More than 90% of the world's credit card transactions currently flow through these specialized systems. Regulated entities — global banks, insurers and governments — are unlikely to move their most sensitive operational data to third‑party public clouds because of data sovereignty, regulatory compliance and security concerns. AI can actually strengthen this moat rather than erode it. The company already offers a proprietary generative AI tool, watsonx Code Assistant for Z, which lets clients safely refactor and modernize legacy code directly on the platform without compromising enterprise-grade security. Pristine Financials Hidden in the Noise The market panic largely obscured the company's underlying financial performance. Before the AI-induced sell-off, fourth-quarter 2025 results showed broad-based growth that beat Wall Street expectations: - Earnings beat: Adjusted earnings per share (EPS) were $4.52, above consensus of $4.33.
- Revenue surge: Fourth-quarter revenue reached $19.7 billion, a 12% year-over-year increase.
- Segment strength: Growth was driven by a 14% rise in Software revenue and a 21% jump in Infrastructure revenue.
- Record cash: Free cash flow for full-year 2025 hit a record $14.7 billion, up $2 billion from the prior year.
The business is growing and generating substantial cash despite the recent noise.
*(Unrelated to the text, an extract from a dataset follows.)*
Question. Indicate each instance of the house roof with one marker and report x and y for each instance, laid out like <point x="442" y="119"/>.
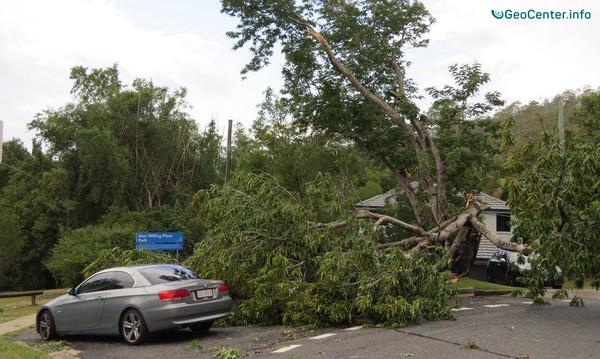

The company's generative AI book of business now exceeds $12.5 billion, including more than $10.5 billion in consulting and roughly $2 billion in software, demonstrating successful AI monetization within regulated enterprise markets. Management is also deploying capital to strengthen the high‑margin software portfolio. Recent strategic moves — the acquisition of HashiCorp ($6.4 billion) and Confluent (NASDAQ: CFLT) ($11 billion) — directly enhance hybrid‑cloud capabilities. To further bolster its AI offering, the company announced a major collaboration with Deepgram to add advanced voice AI to its enterprise solutions. A 3% Dividend Yield Built on Rock-Solid Cash The sharp decline in IBM’s share price materially compressed the stock's valuation. The trailing price-to-earnings ratio (P/E) contracted to about 20.5, creating a more reasonable entry point than the premium levels earlier in the year. Because dividend yields move inversely to price, the pullback pushed the dividend yield to approximately 2.93%. Management has a 30-year track record of consecutive annual dividend increases. The payout is well supported by the company's growing free cash flow, as detailed in the earnings report. Guidance for 2026 projects over 5% constant-currency revenue growth, and management expects an additional $1 billion of free cash flow this year — a sign of confidence in the ongoing transformation. While markets fixate on short-term disruption narratives and flashy startup announcements, the underlying metrics tell a different story. The financials remain strong, and the core infrastructure is far more defensible than simple code-translation claims imply. For patient investors, the recent volatility has created a meaningful discount to acquire shares of a profitable, cash-generating, deeply entrenched technology leader.